Can left join be optimized in 'preferred users' MySQL query?


I have two tables:

poll_response (poll_id, option_id, user_id) (about 500,000 rows, with 500 unique polls, 1000 unique options, and 25000 unique users)

preferred_users (user_id) (about 800 rows)

I'd like to determine what percentage of the users who select each option are "preferred users" (i.e. those with high reputation). Other users can respond to the poll; in order to identify that the response came from a preferred user, the join is required to the preferred_users table.

Here's what I've got:

SELECT option_id, count(*) AS all_votes, count(preferred_users.user_id) AS preferred_votes
FROM response
LEFT JOIN preferred_users ON response.user_id = preferred_users.user_id
GROUP BY option_id

The query spits out a table like this:

| option_id | all_votes | preferred_votes
| 1         | 500       | 150
| 2         | 550       | 250
| 3         | 525       | 300

I can then do the math to determine the percentage.

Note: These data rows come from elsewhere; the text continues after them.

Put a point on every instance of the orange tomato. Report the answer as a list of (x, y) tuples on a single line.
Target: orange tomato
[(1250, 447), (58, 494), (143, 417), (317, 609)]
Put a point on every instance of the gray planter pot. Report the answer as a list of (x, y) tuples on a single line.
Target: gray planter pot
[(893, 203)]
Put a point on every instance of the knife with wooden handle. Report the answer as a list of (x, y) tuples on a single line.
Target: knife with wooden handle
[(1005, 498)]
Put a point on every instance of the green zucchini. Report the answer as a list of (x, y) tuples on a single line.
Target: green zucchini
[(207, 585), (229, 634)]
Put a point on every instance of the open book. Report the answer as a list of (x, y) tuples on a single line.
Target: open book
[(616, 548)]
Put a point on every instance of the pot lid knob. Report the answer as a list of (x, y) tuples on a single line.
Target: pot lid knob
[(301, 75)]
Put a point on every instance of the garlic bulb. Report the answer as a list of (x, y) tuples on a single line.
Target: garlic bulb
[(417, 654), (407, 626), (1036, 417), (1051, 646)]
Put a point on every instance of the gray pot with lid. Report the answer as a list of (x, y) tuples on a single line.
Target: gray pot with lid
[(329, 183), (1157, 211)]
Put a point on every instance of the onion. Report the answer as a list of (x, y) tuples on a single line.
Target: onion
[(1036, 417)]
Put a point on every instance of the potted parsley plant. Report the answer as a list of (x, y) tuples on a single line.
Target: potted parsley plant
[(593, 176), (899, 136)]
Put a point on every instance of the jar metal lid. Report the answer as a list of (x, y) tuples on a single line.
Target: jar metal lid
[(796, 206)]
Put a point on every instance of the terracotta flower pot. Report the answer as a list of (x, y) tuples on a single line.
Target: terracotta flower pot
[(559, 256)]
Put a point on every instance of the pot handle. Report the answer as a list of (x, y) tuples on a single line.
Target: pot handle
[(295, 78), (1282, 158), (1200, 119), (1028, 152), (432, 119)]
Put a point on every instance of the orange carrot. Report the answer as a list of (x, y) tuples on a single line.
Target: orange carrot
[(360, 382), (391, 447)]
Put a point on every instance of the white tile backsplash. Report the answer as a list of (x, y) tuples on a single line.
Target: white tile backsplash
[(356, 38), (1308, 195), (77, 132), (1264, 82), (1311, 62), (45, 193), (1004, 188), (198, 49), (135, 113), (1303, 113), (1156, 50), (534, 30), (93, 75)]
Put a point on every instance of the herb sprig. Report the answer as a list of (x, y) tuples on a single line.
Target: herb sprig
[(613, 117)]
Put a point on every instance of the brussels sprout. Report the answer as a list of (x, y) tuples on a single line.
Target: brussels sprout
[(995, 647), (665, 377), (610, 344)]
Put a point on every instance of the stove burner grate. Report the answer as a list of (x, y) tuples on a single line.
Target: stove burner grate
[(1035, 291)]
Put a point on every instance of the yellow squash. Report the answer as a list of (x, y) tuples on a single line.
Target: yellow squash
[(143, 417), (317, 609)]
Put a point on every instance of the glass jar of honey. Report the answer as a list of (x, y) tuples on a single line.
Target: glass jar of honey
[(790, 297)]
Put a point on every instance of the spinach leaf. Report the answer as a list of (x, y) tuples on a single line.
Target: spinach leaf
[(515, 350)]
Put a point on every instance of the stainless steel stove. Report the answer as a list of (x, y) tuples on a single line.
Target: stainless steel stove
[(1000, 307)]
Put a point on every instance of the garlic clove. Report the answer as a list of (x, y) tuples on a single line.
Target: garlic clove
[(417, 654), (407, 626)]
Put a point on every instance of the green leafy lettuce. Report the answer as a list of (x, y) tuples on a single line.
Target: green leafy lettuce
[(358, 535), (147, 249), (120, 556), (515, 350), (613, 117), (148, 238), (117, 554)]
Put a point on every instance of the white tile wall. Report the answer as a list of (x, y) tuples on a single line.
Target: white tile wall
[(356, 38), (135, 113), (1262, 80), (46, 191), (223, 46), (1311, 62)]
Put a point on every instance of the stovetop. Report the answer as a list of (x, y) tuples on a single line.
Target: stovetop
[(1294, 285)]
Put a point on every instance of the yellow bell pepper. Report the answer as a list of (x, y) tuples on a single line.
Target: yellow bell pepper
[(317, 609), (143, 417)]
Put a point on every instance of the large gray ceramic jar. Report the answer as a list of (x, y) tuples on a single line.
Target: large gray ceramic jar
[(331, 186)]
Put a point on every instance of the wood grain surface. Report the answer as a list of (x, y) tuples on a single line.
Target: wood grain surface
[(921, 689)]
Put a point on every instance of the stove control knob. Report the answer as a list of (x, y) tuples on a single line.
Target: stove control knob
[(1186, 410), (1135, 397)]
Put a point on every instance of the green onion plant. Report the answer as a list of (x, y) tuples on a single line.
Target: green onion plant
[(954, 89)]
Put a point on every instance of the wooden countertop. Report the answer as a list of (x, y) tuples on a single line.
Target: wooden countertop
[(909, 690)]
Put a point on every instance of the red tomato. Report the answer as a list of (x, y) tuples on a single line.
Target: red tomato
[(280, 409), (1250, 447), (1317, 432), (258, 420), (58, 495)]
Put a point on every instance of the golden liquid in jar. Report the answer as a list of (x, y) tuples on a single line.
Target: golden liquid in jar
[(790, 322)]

The problem is that the query often times out -- meaning it takes well over a minute to complete.

Is there any way to get rid of the left join or otherwise optimize the query?


Solution

  • have you tried splitting it into two queries - one for the total and one for the preferred users? i suspect that what is causing it to run slowly is running through the entries in group counting the non-null entries (but you could see yourself by using explain).

    in other words:

    select option_id, count(*) from response group by option_id
    select option_id, count(*) from response, preferred_users where response.user_id = preferred_user.id group by option_id
    

    you could even join them:

    select * from 
      (select option_id, count(*) as total from response group by option_id
       left join
       select option_id, count(*) as preferred from response, preferred_users where response.user_id = preferred_user.id group by option_id
       using (option_id))
    

    (not sure if i have the syntax right there, but you get the idea).

    also, you have an index on the preferred_users.id column too, right? and a foreign key relation from one to the other? if not, try with that first.